Speaking of "one quick stab and it's over", can I just quickly talk about the sex in this movie? Why does everyone take such a ridiculously short time having sex. This is supposed to be the movie that inspired the "if you have sex, you die" rule for slasher movies, but in opening scene I barely had any idea that anyone ever had sex at all. Mike Myers' sister takes her boyfriend upstairs and he barely has time even to get undressed and re-dressed before he's back downstairs saying goodbye and goodnight. If it were not for the sister being randomly still undressed and staring into a mirror upstairs I don't think there would be any clue at all what had been going on up there. In another sex scene too, one moment it looks like they are just making out and the next minute it's like, "What, you just had sex? And you've finished already?" Ah, whatever.

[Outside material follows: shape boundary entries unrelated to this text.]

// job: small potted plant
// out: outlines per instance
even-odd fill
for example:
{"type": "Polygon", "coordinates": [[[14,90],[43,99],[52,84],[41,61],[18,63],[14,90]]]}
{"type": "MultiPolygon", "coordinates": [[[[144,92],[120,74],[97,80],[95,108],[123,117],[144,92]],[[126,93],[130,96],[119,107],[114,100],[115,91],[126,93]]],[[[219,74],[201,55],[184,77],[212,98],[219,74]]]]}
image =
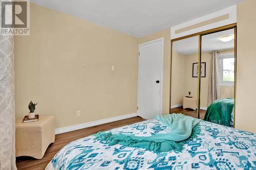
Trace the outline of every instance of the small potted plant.
{"type": "Polygon", "coordinates": [[[35,106],[37,103],[33,103],[32,101],[29,103],[29,109],[30,112],[29,113],[29,118],[35,118],[35,106]]]}

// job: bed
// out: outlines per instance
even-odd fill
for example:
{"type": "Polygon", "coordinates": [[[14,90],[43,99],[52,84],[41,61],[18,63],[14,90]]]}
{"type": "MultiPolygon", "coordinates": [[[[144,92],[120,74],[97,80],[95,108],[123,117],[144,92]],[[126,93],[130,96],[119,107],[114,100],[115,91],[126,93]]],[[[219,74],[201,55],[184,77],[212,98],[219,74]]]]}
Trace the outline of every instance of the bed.
{"type": "MultiPolygon", "coordinates": [[[[46,169],[255,169],[256,135],[201,121],[200,134],[188,139],[181,153],[157,154],[120,144],[109,146],[90,136],[61,149],[46,169]]],[[[169,129],[153,119],[111,130],[151,136],[169,129]]]]}
{"type": "Polygon", "coordinates": [[[216,124],[233,127],[234,99],[219,99],[208,107],[204,120],[216,124]]]}

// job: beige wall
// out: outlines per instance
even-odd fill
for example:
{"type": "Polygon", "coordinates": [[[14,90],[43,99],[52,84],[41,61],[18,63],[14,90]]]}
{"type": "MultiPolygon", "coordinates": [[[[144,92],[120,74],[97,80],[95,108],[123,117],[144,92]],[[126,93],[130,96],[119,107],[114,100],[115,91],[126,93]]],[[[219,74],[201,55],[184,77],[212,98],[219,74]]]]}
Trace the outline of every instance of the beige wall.
{"type": "Polygon", "coordinates": [[[138,39],[30,7],[30,36],[15,37],[16,118],[31,100],[36,113],[55,115],[56,128],[136,112],[138,39]]]}
{"type": "Polygon", "coordinates": [[[236,128],[256,133],[256,1],[237,5],[236,128]]]}
{"type": "Polygon", "coordinates": [[[183,103],[184,89],[185,57],[173,50],[171,107],[183,103]]]}
{"type": "MultiPolygon", "coordinates": [[[[206,77],[201,79],[200,106],[204,108],[203,109],[206,109],[208,107],[211,57],[211,54],[209,52],[202,54],[202,62],[206,62],[206,77]]],[[[193,64],[196,62],[198,62],[198,54],[182,55],[173,51],[172,106],[182,104],[182,99],[188,94],[188,91],[191,91],[191,95],[197,99],[198,79],[197,78],[192,77],[193,64]],[[183,62],[183,64],[182,62],[183,62]]],[[[221,86],[220,90],[222,98],[234,98],[233,87],[221,86]]]]}
{"type": "Polygon", "coordinates": [[[162,113],[169,112],[170,100],[170,32],[167,29],[155,34],[139,38],[139,44],[150,41],[159,38],[164,37],[163,81],[162,113]]]}

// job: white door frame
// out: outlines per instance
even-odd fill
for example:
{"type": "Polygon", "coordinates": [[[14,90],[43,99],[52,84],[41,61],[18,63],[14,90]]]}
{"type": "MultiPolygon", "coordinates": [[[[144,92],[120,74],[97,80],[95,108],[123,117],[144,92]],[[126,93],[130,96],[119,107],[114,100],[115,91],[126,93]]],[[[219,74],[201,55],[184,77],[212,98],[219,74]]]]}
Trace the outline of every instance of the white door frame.
{"type": "MultiPolygon", "coordinates": [[[[163,106],[163,55],[164,55],[164,37],[162,38],[159,38],[152,41],[147,41],[146,42],[142,43],[141,44],[139,44],[139,53],[140,52],[140,47],[141,46],[148,44],[153,42],[157,42],[157,41],[162,41],[162,49],[161,51],[161,76],[160,76],[160,113],[161,115],[162,115],[162,106],[163,106]]],[[[139,54],[138,53],[138,54],[139,54]]],[[[140,56],[139,55],[139,57],[138,57],[138,85],[137,85],[137,106],[139,106],[139,103],[138,103],[138,97],[139,96],[139,60],[140,60],[140,56]]],[[[139,115],[139,110],[137,110],[137,115],[139,115]]]]}

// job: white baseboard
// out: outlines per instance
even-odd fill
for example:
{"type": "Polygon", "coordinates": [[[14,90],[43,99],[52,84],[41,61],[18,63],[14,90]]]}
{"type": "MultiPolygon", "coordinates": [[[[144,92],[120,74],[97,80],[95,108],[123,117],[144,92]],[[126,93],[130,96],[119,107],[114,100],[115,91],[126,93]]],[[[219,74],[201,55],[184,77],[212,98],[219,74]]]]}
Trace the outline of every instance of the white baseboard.
{"type": "Polygon", "coordinates": [[[182,104],[180,104],[178,105],[172,105],[170,106],[170,109],[175,108],[176,107],[179,107],[183,106],[182,104]]]}
{"type": "MultiPolygon", "coordinates": [[[[171,109],[173,109],[173,108],[175,108],[176,107],[181,107],[181,106],[183,106],[183,105],[182,104],[178,104],[178,105],[172,105],[170,106],[170,108],[171,109]]],[[[206,110],[207,109],[207,107],[200,107],[200,109],[201,110],[206,110]]]]}
{"type": "Polygon", "coordinates": [[[138,115],[137,113],[134,113],[132,114],[125,114],[122,116],[116,116],[111,118],[105,118],[104,119],[101,119],[99,120],[95,120],[90,122],[88,122],[84,124],[75,125],[70,126],[67,126],[66,127],[60,128],[55,129],[55,134],[58,134],[60,133],[68,132],[70,131],[75,131],[76,130],[79,130],[81,129],[86,128],[88,127],[91,127],[92,126],[97,126],[99,125],[106,124],[110,122],[115,122],[117,120],[120,120],[124,119],[127,118],[135,117],[138,115]]]}

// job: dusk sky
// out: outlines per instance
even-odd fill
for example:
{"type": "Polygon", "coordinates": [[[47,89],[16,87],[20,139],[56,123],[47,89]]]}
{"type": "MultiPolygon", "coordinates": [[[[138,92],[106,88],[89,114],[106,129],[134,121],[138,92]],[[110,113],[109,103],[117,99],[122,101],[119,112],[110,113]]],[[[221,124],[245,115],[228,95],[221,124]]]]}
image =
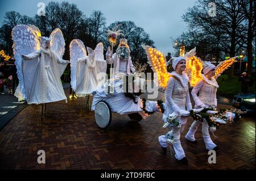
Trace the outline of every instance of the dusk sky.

Anyway, overall I have to admit I find "Halloween" a little on the dull side. I must say I think it makes "Scream" rather unnecessary, since it already has a number of points where it is spoofing its own genre and, to my mind, much better than anything done in "Scream". (The notable example being the subverted 'weird noises down the phone' scene.) The acting is kind of awful, but the writing is worse. It's off-putting how much older the actresses look than the ages they are supposed to be portraying (with one of them being 29, a full 11 years older than they are supposed to be). But as a monster movie, "Halloween" has some very effective moments and an underlying sense of fun (which every horror movie needs).